Heat shock proteins act as cellular antioxidants [21]. Most cells produce these proteins, which belong to the HSP70 family [22]. HSP70 protects cells from adverse effects in stress conditions [23,24] and functions as a molecular chaperone in the absence of stress [25,26]. HSP70 also worked as a defensive protein against ROS during the inflammation [27]. The HSP70 level increases as bovine embryos develop in vitro [28]. In the present study we found that the coagulansin-A induced the HSP70 expression which is in agreement with a previous report [7], and this protein after inducing in the culture system improves the embryo quality and efficiency.

The NF-κB pathway plays an important role in many developmental and cellular processes [29]. NF-κB is activated at specific stages of murine spermatogenesis and induces the transcription of various genes in testes [30]. NF-κB activation is also extremely important for the development of mouse embryos beyond the 2-cell stage [31]. In murine and bovine oocytes, changes in NFκBIA and IKBa occur, which are related to aging [32,33]. Similarly, NF-κB pathway activation is also involved in various inflammatory diseases [34]. In the present study treatment of coagulansin-A in IVM medium reduces the activation of NF-κB pathway in bovine embryo, which is in agreement with a previous report [35].

For embryo development, the balance between ROS and scavengers (antioxidants) is extremely important [36]. ROS causes the dysfunction of DNA, RNA and proteins [37], and affect sperm and oocyte fusion [38]. The ROS also causes the induction of inflammation as it activates and induces NF-κB pathway [39]. The 8-OxoG is produced as a result of ROS and is commonly used to determine the ROS concentration [40]. Currently we found that the expression of 8-OxoG was greater in control embryos than coagulansin-A treated embryos, indicative of increased ROS concentration in control than treated group.
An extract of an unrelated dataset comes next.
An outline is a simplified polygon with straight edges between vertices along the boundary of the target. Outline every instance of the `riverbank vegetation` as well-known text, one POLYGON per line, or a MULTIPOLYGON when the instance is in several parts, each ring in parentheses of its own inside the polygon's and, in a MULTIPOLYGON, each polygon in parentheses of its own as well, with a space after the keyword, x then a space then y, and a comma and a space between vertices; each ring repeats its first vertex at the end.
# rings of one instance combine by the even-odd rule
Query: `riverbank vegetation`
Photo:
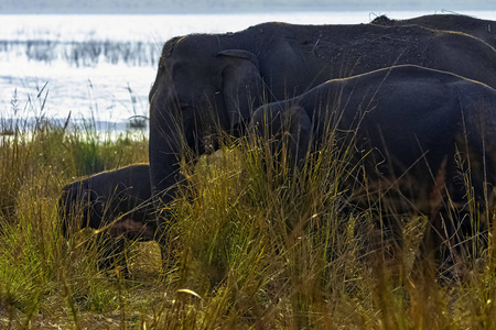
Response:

In previous literature it is already reported that culture condition effect the expression level of various genes of blastocyst [41,42]. In the present study supplementation of the IVM medium with coagulansin-A increases the expression of HSP70 which is in agreement with [7]. NF-κB transcription factor is activated by ROS [39]. In the present study, we also found that the HSP70 induction by coagulansin-A reduces the ROS which ultimately down-regulate the expression of NF-κB transcription factor which is in agreement with [39].
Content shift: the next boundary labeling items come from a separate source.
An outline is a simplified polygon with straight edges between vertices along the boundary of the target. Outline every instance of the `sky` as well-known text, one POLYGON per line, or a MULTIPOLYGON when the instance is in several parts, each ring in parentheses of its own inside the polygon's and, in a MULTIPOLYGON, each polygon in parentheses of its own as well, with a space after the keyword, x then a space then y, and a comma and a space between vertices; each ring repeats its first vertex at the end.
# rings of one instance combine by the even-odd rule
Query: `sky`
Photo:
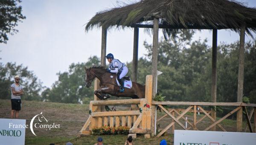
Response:
MULTIPOLYGON (((26 19, 15 28, 17 33, 9 35, 7 44, 0 44, 0 61, 27 66, 43 86, 50 87, 58 80, 56 74, 67 71, 72 63, 87 62, 93 55, 100 57, 101 29, 84 31, 85 25, 96 12, 113 8, 116 3, 137 1, 23 0, 19 5, 26 19)), ((256 7, 256 0, 238 1, 256 7)), ((197 32, 193 40, 207 38, 211 46, 212 33, 209 30, 197 32)), ((107 54, 112 53, 123 62, 132 61, 133 35, 131 28, 108 32, 107 54)), ((238 34, 224 30, 218 30, 218 44, 239 40, 238 34)), ((143 42, 152 44, 153 38, 140 29, 139 38, 140 58, 146 53, 143 42)), ((250 40, 246 37, 246 41, 250 40)))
We conclude that addition of coagulansin-A, a steroidal lactone, to IVM media induces HSP70 expression in bovine embryos, which reduces the ROS concentration, inhibits NF-κB activation and improves embryo development. When NF-κB is down-regulated, inflammatory markers such as inducible nitric oxide synthase, COX-2 and Toll-like receptor 4 are also down-regulated which needs further confirmation.